All I'm going to do here is to chime in with a reminder that English and British history are chock full with fascinating accidents having to do with how many and which children of which monarchs and their close family survive, and which do not. Of course the all-time best example of this remains Queen Anne. But by my money, a runner-up is the children of Charles Brandon. He had eight legitimate, or legitimized, children. The two daughters born to Anne Brown, the two sons born to Mary Tudor, the two daughters born to Mary Tudor, and the two sons born to Catherine Willoughby. Every daughter makes it to adulthood. Average age at death of a son capable of transmitting the dukedom of Suffolk, fifteen years. Average age at death of a son with a potential claim to the throne of England, eight or nine years.
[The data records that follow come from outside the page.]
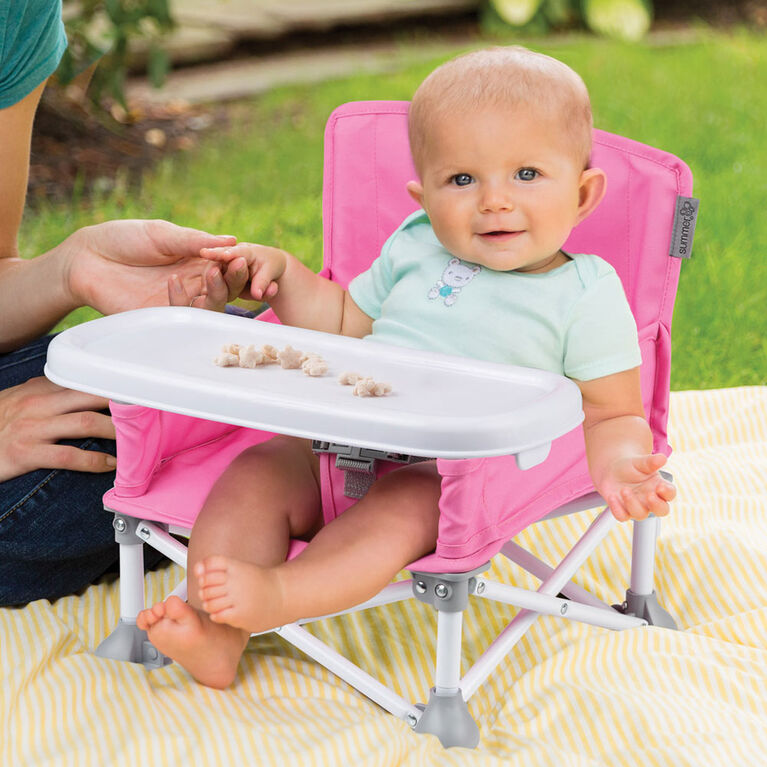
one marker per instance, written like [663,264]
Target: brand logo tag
[684,227]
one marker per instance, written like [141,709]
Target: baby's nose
[496,198]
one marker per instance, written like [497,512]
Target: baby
[501,141]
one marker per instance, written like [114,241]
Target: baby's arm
[297,295]
[619,448]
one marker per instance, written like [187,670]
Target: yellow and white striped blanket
[567,695]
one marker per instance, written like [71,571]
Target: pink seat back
[368,163]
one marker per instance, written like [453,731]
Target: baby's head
[508,132]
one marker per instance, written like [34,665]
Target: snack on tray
[367,387]
[289,358]
[349,379]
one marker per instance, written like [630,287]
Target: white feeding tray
[440,406]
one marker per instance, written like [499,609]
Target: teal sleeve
[601,333]
[32,42]
[370,289]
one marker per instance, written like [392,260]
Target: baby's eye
[527,174]
[462,179]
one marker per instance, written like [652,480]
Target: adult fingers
[228,253]
[40,398]
[73,426]
[46,456]
[182,241]
[177,293]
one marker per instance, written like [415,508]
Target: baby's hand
[215,288]
[265,265]
[634,488]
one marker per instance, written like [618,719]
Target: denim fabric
[55,537]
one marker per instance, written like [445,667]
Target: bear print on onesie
[455,277]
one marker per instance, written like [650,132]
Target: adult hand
[122,265]
[215,290]
[35,415]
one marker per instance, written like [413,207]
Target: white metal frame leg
[645,535]
[553,584]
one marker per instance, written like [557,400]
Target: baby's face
[502,188]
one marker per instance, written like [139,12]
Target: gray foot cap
[646,606]
[129,642]
[448,717]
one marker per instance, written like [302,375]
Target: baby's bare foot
[209,652]
[240,593]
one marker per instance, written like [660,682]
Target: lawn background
[704,100]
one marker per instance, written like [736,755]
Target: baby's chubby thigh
[406,503]
[270,491]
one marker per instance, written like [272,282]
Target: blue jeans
[55,537]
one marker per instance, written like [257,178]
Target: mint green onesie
[573,320]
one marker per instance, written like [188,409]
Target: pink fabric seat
[168,463]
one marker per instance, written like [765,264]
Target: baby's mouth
[499,235]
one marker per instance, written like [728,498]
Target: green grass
[703,101]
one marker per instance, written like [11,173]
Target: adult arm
[298,296]
[114,266]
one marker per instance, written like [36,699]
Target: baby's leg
[268,494]
[347,562]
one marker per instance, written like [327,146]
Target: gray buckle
[359,464]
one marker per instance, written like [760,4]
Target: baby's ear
[592,188]
[415,190]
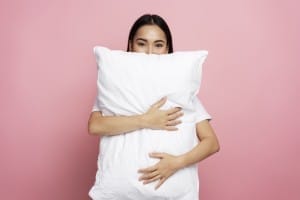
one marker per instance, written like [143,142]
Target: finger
[147,170]
[161,181]
[173,122]
[149,176]
[159,103]
[171,128]
[157,155]
[155,178]
[174,115]
[173,110]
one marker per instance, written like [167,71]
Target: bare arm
[154,118]
[169,164]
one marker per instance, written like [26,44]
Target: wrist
[142,121]
[180,162]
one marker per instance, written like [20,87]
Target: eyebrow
[144,40]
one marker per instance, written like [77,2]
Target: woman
[150,34]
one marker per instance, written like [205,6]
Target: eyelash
[156,45]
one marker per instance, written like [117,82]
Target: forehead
[151,33]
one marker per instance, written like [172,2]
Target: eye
[159,45]
[141,44]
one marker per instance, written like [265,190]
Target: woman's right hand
[162,119]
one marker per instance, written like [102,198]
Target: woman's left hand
[162,170]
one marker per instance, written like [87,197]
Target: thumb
[156,155]
[159,103]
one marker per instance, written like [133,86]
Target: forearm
[115,125]
[208,145]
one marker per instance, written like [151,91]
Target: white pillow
[129,83]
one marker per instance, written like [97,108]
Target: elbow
[94,129]
[216,147]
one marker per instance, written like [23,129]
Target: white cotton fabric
[128,84]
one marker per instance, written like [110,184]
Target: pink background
[250,87]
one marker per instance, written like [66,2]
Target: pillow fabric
[128,84]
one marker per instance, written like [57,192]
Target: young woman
[150,34]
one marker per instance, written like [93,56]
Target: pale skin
[151,39]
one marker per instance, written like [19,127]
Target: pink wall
[250,87]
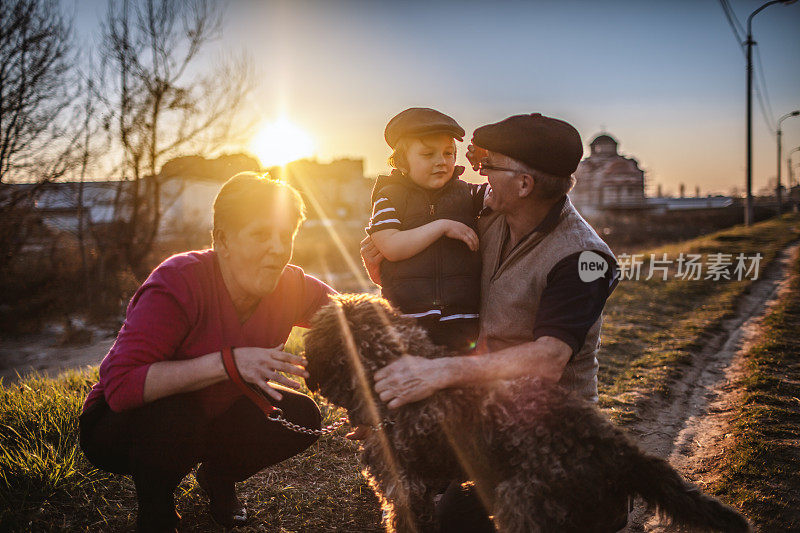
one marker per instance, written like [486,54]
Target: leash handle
[250,391]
Now, it's not like I want to make the absolutely irresponsible claim that a Tudor might be capable of harm to a nephew, a cousin, or a cousin once-removed, when matters of the succession are involved. (What kind of Tudor would it be, we might ask, who would put the succession before family?), but someone with a less than completely charitable view of the king might think the early deaths of the sons by Mary some evidence of what he actually thought about the sons of Charles Brandon succeeding him. Or perhaps, someone at his court who gets regularly compared in the historical literature to Lavrenti Beria. And I'm not venturing to say anything about the deaths of the sons by Willoughby, that's supposedly a straightforward fever.
Remember, by the way, just how recently the Brandon family had risen. And how unusual their ascent to the English throne would be, even in comparison to the Tudors.
And on an unrelated note, I did actually encounter online once a person who said there was no evidence someone as morally conservative as Henry would ever actually engage in extramarital sex, and that that whole business with Anne Stafford was unproven anyway, and how dare we cast aspersions on someone who clearly believed in the institution of marriage as much as England's great King Harry? It was all I could do to restrain myself from the obvious profanity when I asked where she thought the Duke of Richmond came from.